Crux: Many amendment carried out in this rules, Refer YouTube for complete discussion on these rules.
Foreign Trade Policy (FTP), 2015-2020, (as updated) incorporating provisions relating to export and import
of goods and services will now remain in force upto 31.03.2023, unless otherwise specified.
Exemption from IGST and GST compensation cess, in case of imports under Advance
Authorisation, EPCG, EOU/EHTP/STP/BTP units, granted without any time restriction
The imports against Advance Authorizations for physical exports are exempted from IGST and compensation
cess. Further, capital goods imported under EPCG Authorization for physical exports are exempted from
IGST and compensation cess. In case of goods imported by EOU/EHTP/STP/BTP units from DTA, IGST and
GST compensation cess are exempt.
Earlier, there was a restriction that the above exemptions were available upto 30.06.2022. The said
restriction has been relaxed and the said exemptions are now available without any time restriction.

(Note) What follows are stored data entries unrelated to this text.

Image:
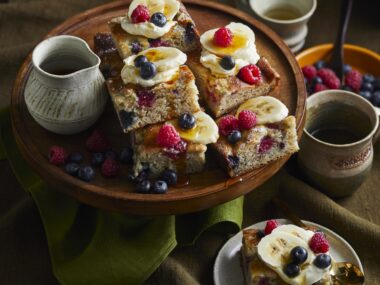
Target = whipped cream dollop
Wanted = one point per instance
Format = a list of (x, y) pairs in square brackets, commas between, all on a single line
[(166, 59), (147, 29), (242, 49), (274, 250)]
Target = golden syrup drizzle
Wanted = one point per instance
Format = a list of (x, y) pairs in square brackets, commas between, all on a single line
[(238, 42)]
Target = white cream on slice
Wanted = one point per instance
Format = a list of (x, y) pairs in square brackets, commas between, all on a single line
[(147, 29), (166, 59), (242, 49), (274, 250)]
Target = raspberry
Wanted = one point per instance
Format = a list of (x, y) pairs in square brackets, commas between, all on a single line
[(353, 79), (146, 98), (97, 142), (332, 82), (247, 119), (319, 87), (57, 155), (227, 124), (223, 37), (168, 136), (270, 226), (110, 168), (250, 74), (309, 71), (265, 144), (318, 243), (140, 14)]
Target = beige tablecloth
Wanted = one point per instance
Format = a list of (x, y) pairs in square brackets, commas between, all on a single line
[(24, 258)]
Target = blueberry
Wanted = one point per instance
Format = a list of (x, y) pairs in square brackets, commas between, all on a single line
[(233, 161), (148, 70), (159, 187), (260, 234), (346, 68), (227, 62), (72, 168), (376, 83), (127, 118), (139, 60), (234, 136), (111, 154), (170, 177), (186, 121), (86, 173), (298, 254), (347, 88), (368, 78), (319, 64), (316, 80), (126, 155), (75, 157), (365, 94), (292, 270), (376, 98), (322, 261), (143, 187), (158, 19), (367, 86), (97, 159)]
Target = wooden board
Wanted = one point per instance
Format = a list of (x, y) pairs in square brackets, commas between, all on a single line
[(207, 189)]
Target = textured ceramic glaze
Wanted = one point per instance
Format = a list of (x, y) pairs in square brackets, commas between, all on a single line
[(292, 31), (69, 103), (338, 169)]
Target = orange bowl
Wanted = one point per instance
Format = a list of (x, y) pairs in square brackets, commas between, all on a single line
[(361, 59)]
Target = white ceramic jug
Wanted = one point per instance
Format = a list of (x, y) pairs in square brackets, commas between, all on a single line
[(65, 92)]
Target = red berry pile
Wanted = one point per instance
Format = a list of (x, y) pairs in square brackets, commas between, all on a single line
[(319, 77)]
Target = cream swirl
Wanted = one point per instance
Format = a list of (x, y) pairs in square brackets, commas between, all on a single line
[(147, 29), (166, 59), (242, 49)]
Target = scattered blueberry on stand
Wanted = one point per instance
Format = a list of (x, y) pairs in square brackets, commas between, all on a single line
[(320, 77), (86, 173)]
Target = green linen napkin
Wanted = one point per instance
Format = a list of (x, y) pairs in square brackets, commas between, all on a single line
[(93, 246)]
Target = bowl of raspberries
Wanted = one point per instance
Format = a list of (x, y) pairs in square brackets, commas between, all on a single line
[(361, 71)]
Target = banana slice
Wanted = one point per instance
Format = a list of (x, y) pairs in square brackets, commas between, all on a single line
[(275, 248), (205, 131), (242, 38), (267, 109), (169, 8), (296, 231)]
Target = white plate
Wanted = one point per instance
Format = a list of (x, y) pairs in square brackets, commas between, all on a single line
[(227, 269)]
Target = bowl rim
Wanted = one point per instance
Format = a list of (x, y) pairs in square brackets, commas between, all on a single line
[(330, 46)]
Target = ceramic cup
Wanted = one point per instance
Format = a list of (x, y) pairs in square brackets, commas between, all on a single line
[(288, 18), (336, 150), (65, 92)]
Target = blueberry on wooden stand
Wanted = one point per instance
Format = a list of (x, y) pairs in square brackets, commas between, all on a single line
[(148, 70), (170, 177), (86, 173), (186, 121), (227, 62), (139, 60), (143, 187), (159, 187), (72, 168), (158, 19)]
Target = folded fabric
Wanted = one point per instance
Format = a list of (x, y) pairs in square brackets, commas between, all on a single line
[(93, 246)]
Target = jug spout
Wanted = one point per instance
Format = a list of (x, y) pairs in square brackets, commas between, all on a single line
[(64, 56)]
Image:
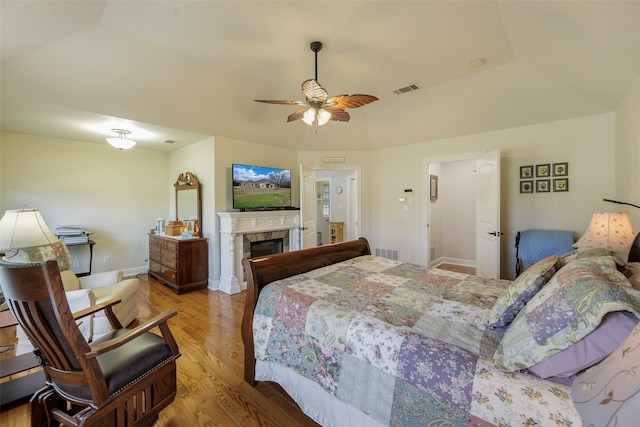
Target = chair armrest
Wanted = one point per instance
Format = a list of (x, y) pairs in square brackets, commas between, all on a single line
[(100, 280), (80, 299), (160, 320), (93, 309)]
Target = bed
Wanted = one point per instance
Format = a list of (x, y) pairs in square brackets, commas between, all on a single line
[(356, 339)]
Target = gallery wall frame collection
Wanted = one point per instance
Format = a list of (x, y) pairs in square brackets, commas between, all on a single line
[(544, 178)]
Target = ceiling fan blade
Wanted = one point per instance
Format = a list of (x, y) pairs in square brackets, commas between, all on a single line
[(298, 114), (338, 114), (351, 101), (313, 91), (272, 101)]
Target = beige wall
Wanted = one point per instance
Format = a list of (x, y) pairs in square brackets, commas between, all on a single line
[(627, 171), (119, 194), (197, 158), (116, 194), (587, 143)]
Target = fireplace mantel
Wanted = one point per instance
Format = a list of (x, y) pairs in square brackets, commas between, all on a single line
[(234, 225)]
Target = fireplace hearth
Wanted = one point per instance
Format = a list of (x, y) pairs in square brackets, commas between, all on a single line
[(269, 232)]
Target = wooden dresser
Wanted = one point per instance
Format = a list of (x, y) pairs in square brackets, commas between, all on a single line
[(182, 265)]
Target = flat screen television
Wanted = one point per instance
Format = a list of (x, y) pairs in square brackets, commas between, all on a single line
[(261, 188)]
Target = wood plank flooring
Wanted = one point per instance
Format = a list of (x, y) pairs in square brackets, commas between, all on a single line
[(211, 389)]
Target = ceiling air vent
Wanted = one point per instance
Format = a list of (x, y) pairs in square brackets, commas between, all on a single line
[(406, 89)]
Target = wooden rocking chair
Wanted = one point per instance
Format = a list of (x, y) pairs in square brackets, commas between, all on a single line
[(122, 379)]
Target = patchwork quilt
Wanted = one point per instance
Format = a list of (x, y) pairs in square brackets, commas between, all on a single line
[(405, 344)]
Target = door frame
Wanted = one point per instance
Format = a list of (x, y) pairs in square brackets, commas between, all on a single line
[(354, 194), (426, 201)]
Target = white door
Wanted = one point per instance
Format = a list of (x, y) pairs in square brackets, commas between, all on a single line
[(307, 207), (488, 216)]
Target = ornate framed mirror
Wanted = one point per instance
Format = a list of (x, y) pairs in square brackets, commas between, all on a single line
[(188, 202)]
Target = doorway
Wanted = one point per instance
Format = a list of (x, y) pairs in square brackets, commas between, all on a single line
[(336, 198), (462, 215)]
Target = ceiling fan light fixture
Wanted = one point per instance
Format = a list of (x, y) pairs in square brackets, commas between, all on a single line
[(121, 142), (323, 116), (309, 116)]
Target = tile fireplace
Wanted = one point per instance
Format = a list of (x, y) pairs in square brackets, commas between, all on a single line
[(267, 231)]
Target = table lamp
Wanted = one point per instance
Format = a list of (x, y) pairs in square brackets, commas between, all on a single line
[(24, 228)]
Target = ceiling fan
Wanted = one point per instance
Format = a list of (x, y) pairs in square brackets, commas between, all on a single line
[(318, 106)]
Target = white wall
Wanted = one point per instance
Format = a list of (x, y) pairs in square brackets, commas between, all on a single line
[(587, 143), (354, 160), (117, 194), (229, 151)]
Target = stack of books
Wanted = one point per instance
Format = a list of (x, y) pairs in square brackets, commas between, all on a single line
[(72, 234)]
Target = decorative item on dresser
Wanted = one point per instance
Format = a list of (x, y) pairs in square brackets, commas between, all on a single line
[(181, 264)]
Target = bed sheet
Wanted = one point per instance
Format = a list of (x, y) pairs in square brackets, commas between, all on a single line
[(401, 343)]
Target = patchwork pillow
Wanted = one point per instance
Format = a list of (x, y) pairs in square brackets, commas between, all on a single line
[(588, 252), (609, 394), (567, 309), (611, 332), (521, 290), (632, 273)]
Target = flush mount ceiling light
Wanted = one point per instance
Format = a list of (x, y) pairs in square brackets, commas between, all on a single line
[(121, 142), (319, 108)]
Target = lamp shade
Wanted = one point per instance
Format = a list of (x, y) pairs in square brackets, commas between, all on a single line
[(609, 230), (24, 228)]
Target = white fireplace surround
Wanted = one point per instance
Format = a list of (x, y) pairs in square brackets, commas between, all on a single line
[(235, 225)]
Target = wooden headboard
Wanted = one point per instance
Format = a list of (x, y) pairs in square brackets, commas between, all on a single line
[(263, 270)]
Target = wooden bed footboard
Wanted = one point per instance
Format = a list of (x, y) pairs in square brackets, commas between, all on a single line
[(263, 270)]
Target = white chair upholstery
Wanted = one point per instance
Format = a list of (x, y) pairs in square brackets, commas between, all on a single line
[(106, 286), (84, 292)]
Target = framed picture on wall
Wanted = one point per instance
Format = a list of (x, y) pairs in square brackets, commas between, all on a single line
[(561, 184), (543, 170), (543, 185), (561, 169), (526, 172), (433, 187), (526, 186)]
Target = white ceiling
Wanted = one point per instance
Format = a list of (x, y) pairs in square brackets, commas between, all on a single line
[(184, 70)]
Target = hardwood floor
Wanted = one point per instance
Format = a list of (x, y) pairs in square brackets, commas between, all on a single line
[(211, 389)]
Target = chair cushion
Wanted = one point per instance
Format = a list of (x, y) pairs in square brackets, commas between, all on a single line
[(126, 364), (69, 280)]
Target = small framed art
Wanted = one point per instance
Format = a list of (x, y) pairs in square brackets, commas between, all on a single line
[(561, 184), (526, 172), (543, 171), (543, 185), (526, 186), (561, 169)]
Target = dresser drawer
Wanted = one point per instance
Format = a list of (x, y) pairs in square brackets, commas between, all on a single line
[(154, 253), (169, 275), (171, 245), (155, 266), (169, 258)]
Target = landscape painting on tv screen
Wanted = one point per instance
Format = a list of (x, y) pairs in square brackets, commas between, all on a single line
[(256, 187)]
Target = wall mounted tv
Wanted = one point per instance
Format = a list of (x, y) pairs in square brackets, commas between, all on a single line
[(261, 188)]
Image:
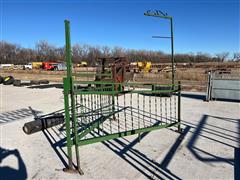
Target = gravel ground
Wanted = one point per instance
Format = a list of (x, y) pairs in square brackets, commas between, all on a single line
[(208, 148)]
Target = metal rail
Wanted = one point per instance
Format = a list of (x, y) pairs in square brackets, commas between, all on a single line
[(131, 108)]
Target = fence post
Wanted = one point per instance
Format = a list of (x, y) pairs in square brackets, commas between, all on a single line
[(179, 106)]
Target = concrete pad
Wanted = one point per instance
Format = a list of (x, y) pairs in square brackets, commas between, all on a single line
[(207, 148)]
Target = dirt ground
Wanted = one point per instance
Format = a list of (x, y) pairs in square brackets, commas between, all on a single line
[(208, 148)]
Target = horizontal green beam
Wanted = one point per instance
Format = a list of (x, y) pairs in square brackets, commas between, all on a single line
[(94, 124), (147, 92), (124, 84), (157, 15), (122, 134)]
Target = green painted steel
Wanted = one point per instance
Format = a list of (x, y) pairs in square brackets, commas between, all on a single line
[(164, 16), (123, 134), (114, 110)]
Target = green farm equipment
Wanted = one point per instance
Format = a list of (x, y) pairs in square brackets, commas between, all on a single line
[(100, 111)]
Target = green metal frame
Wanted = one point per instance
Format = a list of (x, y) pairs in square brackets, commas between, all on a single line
[(76, 134)]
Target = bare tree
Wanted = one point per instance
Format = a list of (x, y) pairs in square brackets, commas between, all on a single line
[(236, 56)]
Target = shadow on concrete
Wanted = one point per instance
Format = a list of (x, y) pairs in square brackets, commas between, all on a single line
[(45, 86), (205, 156), (145, 165), (7, 172), (16, 115), (193, 96)]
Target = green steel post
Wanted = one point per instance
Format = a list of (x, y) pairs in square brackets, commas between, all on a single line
[(69, 78), (67, 119), (66, 82), (172, 51), (179, 106)]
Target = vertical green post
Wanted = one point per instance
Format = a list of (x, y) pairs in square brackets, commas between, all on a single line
[(67, 89), (69, 82), (172, 51), (179, 106)]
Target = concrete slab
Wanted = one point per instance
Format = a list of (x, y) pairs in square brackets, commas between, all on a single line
[(208, 148)]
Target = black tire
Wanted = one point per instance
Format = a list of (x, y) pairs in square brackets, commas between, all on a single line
[(17, 82), (33, 82), (8, 80), (1, 79), (44, 82)]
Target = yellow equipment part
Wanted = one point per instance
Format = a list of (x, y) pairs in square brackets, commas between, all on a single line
[(147, 67), (82, 64)]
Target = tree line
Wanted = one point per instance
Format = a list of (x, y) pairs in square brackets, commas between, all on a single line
[(15, 54)]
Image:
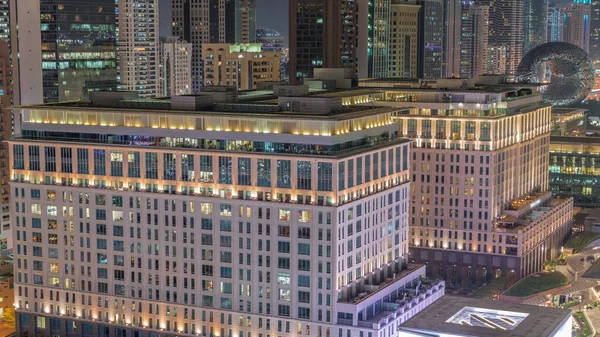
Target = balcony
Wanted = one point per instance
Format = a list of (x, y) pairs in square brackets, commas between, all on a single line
[(384, 302), (400, 309)]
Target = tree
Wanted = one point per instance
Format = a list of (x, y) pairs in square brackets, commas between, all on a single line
[(9, 317)]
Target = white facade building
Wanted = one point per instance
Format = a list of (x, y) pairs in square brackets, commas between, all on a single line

Crux: Exemption from IGST and GST compensation cess, in case of imports under Advance Authorisation,
EPCG, EOU/EHTP/STP/BTP units, granted without any time restriction
As per the Foreign Trade Policy, all export contracts and invoices shall be denominated either in freely
convertible currency or Indian rupees but export proceeds shall be realised in freely convertible currency.
However, export proceeds against specific exports may also be realized in rupees, provided it is through a
freely convertible Vostro account of a non-resident bank situated in any country other than a member
country of Asian Clearing Union (ACU) or Nepal or Bhutan. Additionally, rupee payment through Vostro
account must be against payment in free foreign currency by buyer in his non-resident bank account. Free
foreign exchange remitted by buyer to his non-resident bank (after deducting the bank service charges) on
account of this transaction would be taken as export realization under export promotion schemes of FTP.
Contracts for which payments are received through ACU shall be denominated in ACU Dollar. Central
Government may relax provisions in this regard in appropriate cases. Export contracts and invoices can be
denominated in Indian rupees against EXIM Bank/ Government of India line of credit.
Now, invoicing, payment and settlement of exports and imports has also been made permissible
in Indian rupees (INR). Accordingly, settlement of trade transactions in INR may also take place
through the Special Rupee Vostro Accounts opened by AD (Authorised Dealer) banks in India, in
accordance to the following procedures:
(i) Indian importers undertaking imports through this mechanism shall make payment in INR
which shall be credited into the Special Vostro account of the correspondent bank of the
partner country, against the invoices for the supply of goods or services from the overseas
seller /supplier.
(ii) Indian exporters, undertaking exports of goods and services through this mechanism, shall
be paid the export proceeds in INR from the balances in the designated Special Vostro
account of the correspondent bank of the partner country.